Regulations in the healthcare industry are constantly being updated to ultimately provide the best possible care to patients. Every single one of these changes cascades into multiple process updates: how can a company be sure to always be compliant with these new rules?
Especially in the Pharmaceutical industry, the training provided to employees is key to have a successful adoption. Planning and facilitating scientific training has become quite complex in the past years: the employees that need to be trained belong to generations that have seen a technological evolution as never before. Younger generations have known nothing but digital technologies, while the older ones might look at them with a mix of curiosity and diffidence. But can these technologies, e.g. Virtual Reality, e-learning and gamification, really help employees in the healthcare industry to retain information better than old-fashioned teaching methods?
Science, as always, can enlighten us.
In a recent study, prof. Richard E. Mayer explains how our brain actually retains information better when it is conveyed through multimedia.
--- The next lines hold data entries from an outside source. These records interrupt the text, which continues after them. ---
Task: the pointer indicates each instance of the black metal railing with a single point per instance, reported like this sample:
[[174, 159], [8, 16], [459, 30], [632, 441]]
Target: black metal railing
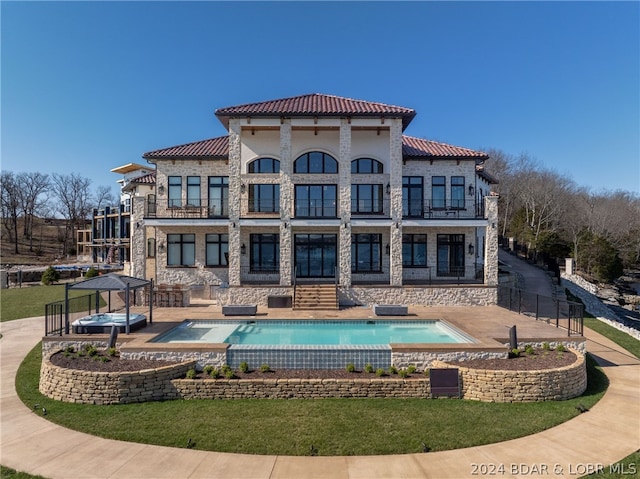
[[195, 208], [443, 209], [562, 313], [79, 306]]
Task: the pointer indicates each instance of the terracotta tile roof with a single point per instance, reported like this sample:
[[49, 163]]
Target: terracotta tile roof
[[213, 148], [315, 104], [421, 149]]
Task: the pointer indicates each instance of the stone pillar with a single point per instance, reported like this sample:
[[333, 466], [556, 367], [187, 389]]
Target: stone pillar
[[395, 180], [235, 199], [344, 207], [491, 241], [286, 204]]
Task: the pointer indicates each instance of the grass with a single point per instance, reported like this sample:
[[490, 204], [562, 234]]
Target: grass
[[290, 427], [29, 301]]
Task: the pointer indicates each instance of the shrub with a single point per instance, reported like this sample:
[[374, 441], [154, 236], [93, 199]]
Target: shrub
[[50, 276], [91, 273]]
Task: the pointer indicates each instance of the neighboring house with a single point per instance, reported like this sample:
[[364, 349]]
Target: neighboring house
[[111, 225], [320, 189]]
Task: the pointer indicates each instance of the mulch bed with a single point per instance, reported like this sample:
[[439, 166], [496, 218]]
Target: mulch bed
[[541, 359]]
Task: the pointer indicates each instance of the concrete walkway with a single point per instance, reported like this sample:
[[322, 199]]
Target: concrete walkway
[[607, 433]]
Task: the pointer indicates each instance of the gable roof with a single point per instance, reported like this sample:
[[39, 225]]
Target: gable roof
[[218, 148], [421, 149], [315, 104], [213, 149]]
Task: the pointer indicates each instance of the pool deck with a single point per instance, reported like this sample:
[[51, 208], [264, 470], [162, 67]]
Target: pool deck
[[607, 433]]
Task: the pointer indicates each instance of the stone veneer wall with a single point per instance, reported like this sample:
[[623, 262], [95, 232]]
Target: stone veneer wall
[[87, 387], [164, 384], [523, 386]]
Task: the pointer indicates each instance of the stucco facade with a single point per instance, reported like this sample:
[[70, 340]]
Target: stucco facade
[[319, 189]]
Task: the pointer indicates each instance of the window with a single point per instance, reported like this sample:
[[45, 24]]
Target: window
[[366, 199], [414, 250], [175, 191], [315, 162], [366, 165], [265, 253], [450, 255], [264, 165], [366, 255], [264, 198], [218, 196], [151, 248], [217, 250], [457, 192], [315, 201], [193, 191], [412, 197], [438, 192], [181, 250]]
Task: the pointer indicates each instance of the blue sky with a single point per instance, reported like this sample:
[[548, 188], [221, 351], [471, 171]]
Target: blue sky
[[89, 86]]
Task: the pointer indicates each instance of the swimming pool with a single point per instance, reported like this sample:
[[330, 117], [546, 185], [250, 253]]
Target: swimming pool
[[301, 333], [311, 344]]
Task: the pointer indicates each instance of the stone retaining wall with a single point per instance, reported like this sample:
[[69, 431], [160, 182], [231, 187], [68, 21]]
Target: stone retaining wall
[[87, 387], [167, 383], [523, 386]]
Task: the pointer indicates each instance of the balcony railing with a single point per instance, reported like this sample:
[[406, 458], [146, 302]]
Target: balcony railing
[[162, 208], [441, 209]]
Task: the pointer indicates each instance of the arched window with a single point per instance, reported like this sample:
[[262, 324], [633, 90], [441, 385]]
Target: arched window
[[315, 162], [366, 165], [264, 165]]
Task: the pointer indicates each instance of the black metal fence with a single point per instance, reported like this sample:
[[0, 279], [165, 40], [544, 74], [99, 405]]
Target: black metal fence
[[559, 312], [79, 306]]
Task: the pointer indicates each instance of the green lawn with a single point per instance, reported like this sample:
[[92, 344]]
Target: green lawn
[[290, 427], [29, 301]]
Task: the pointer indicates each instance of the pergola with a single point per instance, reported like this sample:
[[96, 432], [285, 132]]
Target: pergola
[[110, 282]]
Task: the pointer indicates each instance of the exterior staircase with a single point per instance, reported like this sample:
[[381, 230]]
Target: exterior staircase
[[316, 296]]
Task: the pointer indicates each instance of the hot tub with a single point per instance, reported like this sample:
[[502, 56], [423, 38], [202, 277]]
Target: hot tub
[[102, 322]]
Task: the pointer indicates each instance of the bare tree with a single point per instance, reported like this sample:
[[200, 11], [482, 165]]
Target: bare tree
[[32, 187], [74, 203], [10, 205]]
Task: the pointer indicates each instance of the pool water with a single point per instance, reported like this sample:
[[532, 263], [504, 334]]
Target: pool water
[[314, 332]]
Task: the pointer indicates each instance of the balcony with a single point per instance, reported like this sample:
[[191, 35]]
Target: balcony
[[198, 209], [441, 209]]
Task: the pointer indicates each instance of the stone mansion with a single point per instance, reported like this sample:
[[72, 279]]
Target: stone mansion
[[319, 190]]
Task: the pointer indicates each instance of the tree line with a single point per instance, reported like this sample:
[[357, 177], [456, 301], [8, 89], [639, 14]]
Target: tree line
[[33, 194], [556, 218]]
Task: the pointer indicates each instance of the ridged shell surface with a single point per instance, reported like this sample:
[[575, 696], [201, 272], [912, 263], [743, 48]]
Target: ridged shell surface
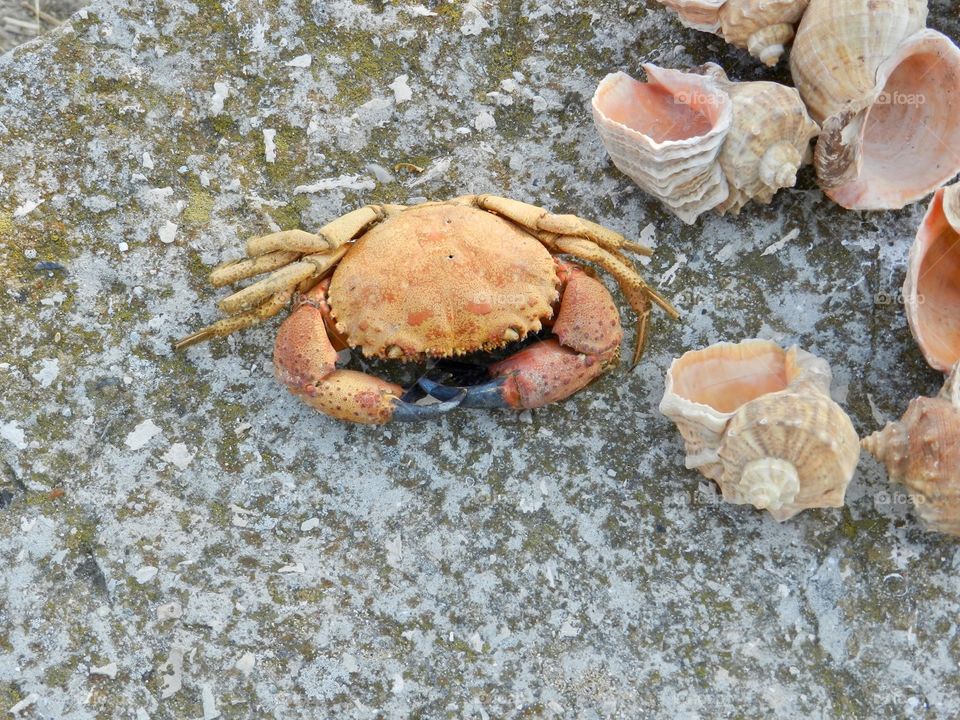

The so-called "Cognitive theory of multimedia learning" describes five principles to take into account when creating e-training material:
- The redundancy principle teaches us that people learn more deeply via the use of narration and graphics, rather than via narration, graphics and on-screen text;
- The signaling principle instructs us to use cues to highlight essential information;
- The temporal contiguity principle underlines how graphics and related narration should be shown simultaneously;
- Similarly, the spatial contiguity principle explains how learning is facilitated when images and related key words are shown in close proximity to each other;
- The coherence principle proposes to eliminate distracting objects (e.g. unnecessary pictures, busy layout, excessive animations) from the training material.
By obeying these simple principles, it is possible to effectively train a multigenerational audience with one method, whether it is during a simple slide presentation or by making use of the latest digital technologies.